Supported WebLogic Authentication Providers

Oracle API Platform Cloud Service supports WebLogic authentication providers in the gateway node domain for authenticating users in identity management systems.

Name Description

WebLogic Authentication provider

Accesses user and group information in WebLogic Server's embedded LDAP server.

Oracle Internet Directory Authentication provider

Accesses users and groups in Oracle Internet Directory, an LDAP version 3 directory.

Oracle Virtual Directory Authentication provider

Accesses users and groups in Oracle Virtual Directory, an LDAP version 3 enabled service.

LDAP Authentication providers

Access external LDAP stores. You can use an LDAP Authentication provider to access any LDAP server. WebLogic Server provides LDAP Authentication providers already configured for Open LDAP, Sun iPlanet, Microsoft Active Directory, and Novell NDS LDAP servers.

RDBMS Authentication providers

Access external relational databases. WebLogic Server provides three RDBMS Authentication providers: SQL Authenticator, Read-only SQL Authenticator, and Custom RDBMS Authenticator.

WebLogic Identity Assertion provider

Validates X.509 and IIOP-CSIv2 tokens and optionally can use a user name mapper to map that token to a user in a WebLogic Server security realm.

SAML Authentication provider

Authenticates users based on Security Assertion Markup Language 1.1 (SAML) assertions

Negotiate Identity Assertion provider

Uses Simple and Protected Negotiate (SPNEGO) tokens to obtain Kerberos tokens, validates the Kerberos tokens, and maps Kerberos tokens to WebLogic users

SAML Identity Assertion provider

Acts as a consumer of SAML security assertions.
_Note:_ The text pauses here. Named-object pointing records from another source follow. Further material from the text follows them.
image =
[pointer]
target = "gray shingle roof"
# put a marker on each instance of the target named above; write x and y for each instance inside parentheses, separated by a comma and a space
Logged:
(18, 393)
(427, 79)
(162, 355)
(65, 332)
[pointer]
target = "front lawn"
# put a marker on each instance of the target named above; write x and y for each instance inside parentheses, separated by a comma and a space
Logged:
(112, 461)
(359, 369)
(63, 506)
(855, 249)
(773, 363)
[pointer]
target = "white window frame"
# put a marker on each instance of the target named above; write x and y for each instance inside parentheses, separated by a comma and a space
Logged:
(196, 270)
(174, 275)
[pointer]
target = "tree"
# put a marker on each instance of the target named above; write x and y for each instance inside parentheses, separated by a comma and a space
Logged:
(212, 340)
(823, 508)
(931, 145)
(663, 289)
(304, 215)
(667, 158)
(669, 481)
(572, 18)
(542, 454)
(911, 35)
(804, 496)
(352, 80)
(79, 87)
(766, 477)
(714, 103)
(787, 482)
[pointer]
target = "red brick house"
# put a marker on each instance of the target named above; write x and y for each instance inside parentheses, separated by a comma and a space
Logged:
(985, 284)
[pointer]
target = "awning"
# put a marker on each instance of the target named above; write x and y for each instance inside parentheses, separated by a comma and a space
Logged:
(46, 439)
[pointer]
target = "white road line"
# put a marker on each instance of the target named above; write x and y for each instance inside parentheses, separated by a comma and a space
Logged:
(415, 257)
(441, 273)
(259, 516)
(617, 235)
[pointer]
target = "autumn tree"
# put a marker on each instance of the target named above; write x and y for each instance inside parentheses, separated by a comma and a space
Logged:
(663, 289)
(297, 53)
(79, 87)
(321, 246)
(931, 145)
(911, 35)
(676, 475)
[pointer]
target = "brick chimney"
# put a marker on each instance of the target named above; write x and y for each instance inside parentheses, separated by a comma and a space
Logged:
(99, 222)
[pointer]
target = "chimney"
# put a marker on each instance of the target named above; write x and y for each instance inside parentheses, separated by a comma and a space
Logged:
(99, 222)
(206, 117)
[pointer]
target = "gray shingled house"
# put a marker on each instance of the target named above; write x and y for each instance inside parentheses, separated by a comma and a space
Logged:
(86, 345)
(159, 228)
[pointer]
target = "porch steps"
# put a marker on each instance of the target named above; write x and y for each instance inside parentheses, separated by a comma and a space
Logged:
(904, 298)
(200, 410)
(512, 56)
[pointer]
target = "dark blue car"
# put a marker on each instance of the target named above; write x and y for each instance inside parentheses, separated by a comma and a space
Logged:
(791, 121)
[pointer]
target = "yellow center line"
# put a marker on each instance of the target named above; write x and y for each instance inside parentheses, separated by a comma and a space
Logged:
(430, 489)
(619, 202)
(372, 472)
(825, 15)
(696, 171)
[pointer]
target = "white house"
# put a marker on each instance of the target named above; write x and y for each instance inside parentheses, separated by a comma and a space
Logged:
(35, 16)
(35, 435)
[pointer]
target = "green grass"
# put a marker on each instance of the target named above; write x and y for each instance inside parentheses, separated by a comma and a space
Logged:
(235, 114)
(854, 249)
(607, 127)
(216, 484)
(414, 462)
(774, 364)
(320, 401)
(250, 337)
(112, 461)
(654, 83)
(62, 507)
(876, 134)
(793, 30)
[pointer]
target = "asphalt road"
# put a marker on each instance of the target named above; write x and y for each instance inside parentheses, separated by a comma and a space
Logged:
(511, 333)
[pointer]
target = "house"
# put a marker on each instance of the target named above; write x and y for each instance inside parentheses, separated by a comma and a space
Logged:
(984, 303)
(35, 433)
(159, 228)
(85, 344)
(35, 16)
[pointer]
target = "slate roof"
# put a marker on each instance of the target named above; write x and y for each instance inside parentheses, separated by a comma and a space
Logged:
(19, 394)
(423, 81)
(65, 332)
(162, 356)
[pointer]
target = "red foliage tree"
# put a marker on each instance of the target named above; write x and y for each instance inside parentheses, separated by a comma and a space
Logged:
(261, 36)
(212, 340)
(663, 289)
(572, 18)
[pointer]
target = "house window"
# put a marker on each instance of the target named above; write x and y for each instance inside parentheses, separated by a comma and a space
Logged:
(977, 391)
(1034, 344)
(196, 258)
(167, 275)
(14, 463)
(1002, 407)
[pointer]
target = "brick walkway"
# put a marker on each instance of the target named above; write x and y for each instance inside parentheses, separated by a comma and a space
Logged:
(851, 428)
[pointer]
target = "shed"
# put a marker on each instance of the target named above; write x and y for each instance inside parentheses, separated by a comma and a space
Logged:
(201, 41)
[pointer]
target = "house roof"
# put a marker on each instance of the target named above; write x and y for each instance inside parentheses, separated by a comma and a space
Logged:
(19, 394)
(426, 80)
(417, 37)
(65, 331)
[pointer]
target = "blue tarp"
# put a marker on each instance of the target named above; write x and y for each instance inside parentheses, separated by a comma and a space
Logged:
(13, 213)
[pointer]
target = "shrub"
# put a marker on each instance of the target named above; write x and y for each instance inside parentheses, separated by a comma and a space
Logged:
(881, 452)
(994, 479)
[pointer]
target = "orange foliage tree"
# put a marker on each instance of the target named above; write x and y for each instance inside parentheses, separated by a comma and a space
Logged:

This enables WebLogic Server to act as a SAML destination site and supports using SAML for single sign-on.

See also About Configuring the Authentication Providers in WebLogic Server in Administering Security for Oracle WebLogic Server.

Configure WebLogic Authentication Providers

You must configure an authentication provider for your identity management system for gateway nodes to authenticate which users can send requests to APIs secured with Basic Auth and OAuth 2 policies.
You perform many of these actions in the WebLogic Server Administration Console of your gateway node domain.
To configure WebLogic authentication providers:
  1. Access the Weblogic Administration Console in your browser by navigating to http://<hostname>:<port>/console where <hostname> is the DNS name or IP address of the Administration Server and <port> is the address of the port on which the gateway node Administration Server is listening for requests (8001 by default).
  2. See to the relevant topic in Administering Security for Oracle WebLogic Server for the authentication provider you want to configure for your identity domain:
  3. (Optional) Complete these steps only if you are replacing the embedded LDAP with the identity provider you are configuring:
    1. Map the appropriate Admin role in your identity provider to the WebLogic Administrators role, available in the WebLogic XACML role mapping provider.
    2. In the boot.properties file, replace the encrypted username and password in the file with the username and password (in plain text) of the new admin user.
      The server encrypts these values when the server starts.
    3. Remove the default authenticator. See Delete security providers in Oracle WebLogic Server Administration Console Online Help.
  4. Restart the gateway WebLogic Server domain. See Starting and Stopping Servers in Administering Server Startup and Shutdown for Oracle WebLogic Server 12.1.3.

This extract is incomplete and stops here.